For Immediate Release
For more information, contact:
James J. Burke
Standard Motor Products, Inc.
(718) 392-0200
Jennifer Tio
Maximum Marketing Services, Inc.
(312) 226-4111 x2449
Jennifer.tio@maxmarketing.com
Standard Motor Products, Inc. Announces
Common Stock Offering
New York, NY, October 27, 2009......Standard Motor Products, Inc. (NYSE: SMP), an automotive replacement parts manufacturer and distributor, announced today that it plans to offer 4,000,000 shares of its common stock in an underwritten registered public offering. In connection with this offering, the Company also intends to grant the underwriters a 30-day option to purchase up to 600,000 additional shares. Goldman, Sachs & Co. is serving as the sole book-runner, with BB&T Capital Markets as a co-manager for the offering.
The Company intends to use the net proceeds from the offering to repay a portion of its outstanding indebtedness under its revolving credit facility. The Company then intends to borrow funds from time to time under its revolving credit facility for general corporate purposes.

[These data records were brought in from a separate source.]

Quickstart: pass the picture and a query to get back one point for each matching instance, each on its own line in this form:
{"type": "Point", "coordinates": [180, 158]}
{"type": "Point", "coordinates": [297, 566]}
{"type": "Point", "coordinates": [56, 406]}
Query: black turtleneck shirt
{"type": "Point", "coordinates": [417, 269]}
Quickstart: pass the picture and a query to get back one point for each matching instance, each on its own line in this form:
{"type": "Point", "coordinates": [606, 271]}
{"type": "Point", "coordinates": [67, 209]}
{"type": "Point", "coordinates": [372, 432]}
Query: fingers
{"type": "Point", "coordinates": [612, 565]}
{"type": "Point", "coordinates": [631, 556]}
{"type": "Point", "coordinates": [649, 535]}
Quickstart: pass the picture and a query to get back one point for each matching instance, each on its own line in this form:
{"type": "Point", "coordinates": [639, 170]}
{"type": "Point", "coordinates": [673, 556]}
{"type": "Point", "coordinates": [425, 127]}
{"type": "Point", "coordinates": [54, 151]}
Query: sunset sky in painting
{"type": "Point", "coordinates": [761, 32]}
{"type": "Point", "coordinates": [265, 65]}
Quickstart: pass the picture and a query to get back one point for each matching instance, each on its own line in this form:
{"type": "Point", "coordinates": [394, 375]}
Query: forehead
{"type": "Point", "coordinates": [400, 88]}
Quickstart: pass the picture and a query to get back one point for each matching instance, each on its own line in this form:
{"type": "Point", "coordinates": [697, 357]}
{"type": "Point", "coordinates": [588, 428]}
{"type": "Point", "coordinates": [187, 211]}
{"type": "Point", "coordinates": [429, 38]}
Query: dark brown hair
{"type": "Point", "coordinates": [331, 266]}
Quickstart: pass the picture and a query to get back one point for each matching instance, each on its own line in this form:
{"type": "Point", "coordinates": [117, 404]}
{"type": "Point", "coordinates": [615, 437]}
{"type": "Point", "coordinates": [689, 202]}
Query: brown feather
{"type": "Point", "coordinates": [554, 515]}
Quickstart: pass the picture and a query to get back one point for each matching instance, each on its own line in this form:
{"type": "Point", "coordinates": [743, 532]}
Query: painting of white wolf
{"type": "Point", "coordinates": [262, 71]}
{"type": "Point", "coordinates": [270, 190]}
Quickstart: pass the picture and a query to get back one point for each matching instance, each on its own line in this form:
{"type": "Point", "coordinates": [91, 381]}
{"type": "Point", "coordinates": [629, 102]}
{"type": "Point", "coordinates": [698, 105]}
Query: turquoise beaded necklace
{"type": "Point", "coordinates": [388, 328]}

37-18 Northern Blvd., Long Island City, NY 11101
(718) 392-0200
The shares will be issued pursuant to an effective shelf registration statement that was previously filed with the Securities and Exchange Commission. A preliminary prospectus supplement related to the offering will be filed with the Securities and Exchange Commission and will be available on the SEC’s website, http://www.sec.gov. Before you invest, you should read the preliminary prospectus supplement and the accompanying base prospectus for more complete information about the Company and the offering. Copies of the prospectus supplement and accompanying base prospectus related to this offering may be obtained from Goldman, Sachs & Co. via telephone: (866) 471-2526; facsimile: (212) 902-9316; email: prospectus-ny@ny.email.gs.com; or standard mail at Goldman, Sachs & Co., Prospectus Department, 85 Broad Street, New York, NY 10004.
This release shall not constitute an offer to sell or the solicitation of an offer to buy, nor shall there be any sale of these securities in any state or jurisdiction in which such offer, solicitation or sale would be unlawful prior to registration or qualification under the securities laws of any such state or other jurisdiction.